Formação de Apreciação Preliminar
Acordam na Secção do Contencioso Administrativo do Supremo Tribunal Administrativo
(Relatório)
1. O Tribunal Central Administrativo Sul (TCA-S), por acórdão de 20/12/2012, concedendo provimento ao recurso interposto por A……………….. da decisão do TAF do Funchal que se declarara materialmente incompetente, julgou competente a jurisdição administrativa para conhecer do mérito da acção por aquele intentada para obter o pagamento de quantias que considera devidas em consequência de um acidente sofrido ao serviço da B………………. S.A
2. A B……………, uma das rés na acção, interpôs recurso deste acórdão ao abrigo do n.º 1 do art.º 150.º do Código de Processo nos Tribunais Administrativos (CPTA).
Sustenta nas alegações que, contrariamente ao decidido, por força do Dec.-Lei n.º 453/91, de 11/12, Dec.-Lei n.º 8/92/M, de 21/4 e do contrato de concessão, o Autor ficou sujeito ao regime do contrato individual de trabalho na prestação de serviço à B……………. Assim, o acidente sofrido pelo Autor em 1/11/2004, quando prestava serviço a esta empresa concessionária, mediante requisição à Direcção Regional dos Aeroportos da Madeira, deve ser qualificado como acidente de trabalho e não como acidente em serviço.
(Fundamentos)
3. Dispõe o n.º 1 do art. 150º do CPTA que das decisões proferidas em 2ª instância pelo Tribunal Central Administrativo pode haver, a título excepcional, recurso de revista para o Supremo Tribunal Administrativo “quando esteja em causa a apreciação de uma questão que, pela sua relevância jurídica ou social, se revista de importância fundamental” ou “quando a admissão do recurso seja claramente necessária para uma melhor aplicação do direito”.
O carácter excepcional deste recurso tem sido reiteradamente sublinhado pela jurisprudência deste Tribunal. A intervenção do STA apenas se justifica em matérias de assinalável relevância e complexidade e nos estritos limites fixados naquele preceito, sob pena de se subverter o modelo querido pelo legislador para o contencioso administrativo, em que não há lugar, como regra, a um segundo grau de recurso.
4. A recorrente nada alega no sentido de convencer da verificação de qualquer das situações que justificam a admissibilidade da revista. Limita-se a defender solução jurídica contrária à do acórdão recorrido, que extraiu do regime da requisição e do art.º 4.º, n.º 1, do Dec.-Lei n.º 453/91, de 11/12 (que criou a B……………..) a conclusão de que os acidentes sofridos no local e tempo de trabalho ao serviço da B……………… pelos funcionários requisitados estão sujeitos ao regime dos acidentes em serviço e não ao regime dos acidentes de trabalho, com a consequente competência dos tribunais administrativos.
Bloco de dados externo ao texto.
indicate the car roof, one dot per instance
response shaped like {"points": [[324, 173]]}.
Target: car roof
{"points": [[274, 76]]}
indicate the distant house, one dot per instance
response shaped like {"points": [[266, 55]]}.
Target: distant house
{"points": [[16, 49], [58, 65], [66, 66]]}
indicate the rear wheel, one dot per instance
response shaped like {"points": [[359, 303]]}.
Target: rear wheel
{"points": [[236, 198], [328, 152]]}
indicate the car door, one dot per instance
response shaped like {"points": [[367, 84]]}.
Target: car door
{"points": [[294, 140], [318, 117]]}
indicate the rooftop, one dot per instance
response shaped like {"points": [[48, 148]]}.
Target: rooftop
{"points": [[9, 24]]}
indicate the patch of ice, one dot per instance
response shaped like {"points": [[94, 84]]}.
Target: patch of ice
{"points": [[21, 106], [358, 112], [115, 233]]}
Porém, isso não basta. Como se referiu, para que seja admitido revista das decisões proferidas pelos tribunais centrais administrativos em segunda instância é necessário mais do que a eventual violação de lei substantiva ou processual. É necessário convencer da ocorrência de uma das situações previstas no n.º 1 do art.º 150.º do CPTA.
Ora, a questão decidida não apresenta dificuldade jurídica acima do grau comum e também não se reveste de relevância social. Trata-se, tanto quanto é possível conhecer, de um caso isolado. A sua importância diz respeito apenas às partes, não sendo de prever que a intervenção do Supremo releve para orientar a decisão de outros casos.
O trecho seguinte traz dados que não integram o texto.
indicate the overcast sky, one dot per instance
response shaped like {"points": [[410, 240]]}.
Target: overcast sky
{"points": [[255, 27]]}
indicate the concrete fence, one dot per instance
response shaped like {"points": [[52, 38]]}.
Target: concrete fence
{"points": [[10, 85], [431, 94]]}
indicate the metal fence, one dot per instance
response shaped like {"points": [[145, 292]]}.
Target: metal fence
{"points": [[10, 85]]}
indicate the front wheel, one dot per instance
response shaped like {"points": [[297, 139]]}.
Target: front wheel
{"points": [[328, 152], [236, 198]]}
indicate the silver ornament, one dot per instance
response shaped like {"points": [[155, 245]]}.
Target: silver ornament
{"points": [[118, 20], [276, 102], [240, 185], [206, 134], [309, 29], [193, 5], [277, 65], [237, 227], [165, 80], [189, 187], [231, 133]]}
Por outro lado, o acórdão de que se pretende recorrer mostra-se congruente na relação entre o quadro legal aplicável e a solução do caso concreto e não há razões que imponham a intervenção do STA para uma melhor aplicação do direito em sentido objectivo.
Assim, por não se vislumbrar que respeite a questão que, pela sua complexidade jurídica ou relevância social, deva ser qualificada como de importância fundamental ou em que se verifique a necessidade de intervenção do órgão de cúpula da jurisdição para melhor aplicação do direito, o recurso não pode ser admitido.
(Decisão)
Pelo exposto, decide-se não admitir a revista e condenar a recorrente nas custas.
Lisboa, 10 de Julho de 2013. – Vítor Gomes (relator) – Rosendo José – Alberto Augusto Oliveira.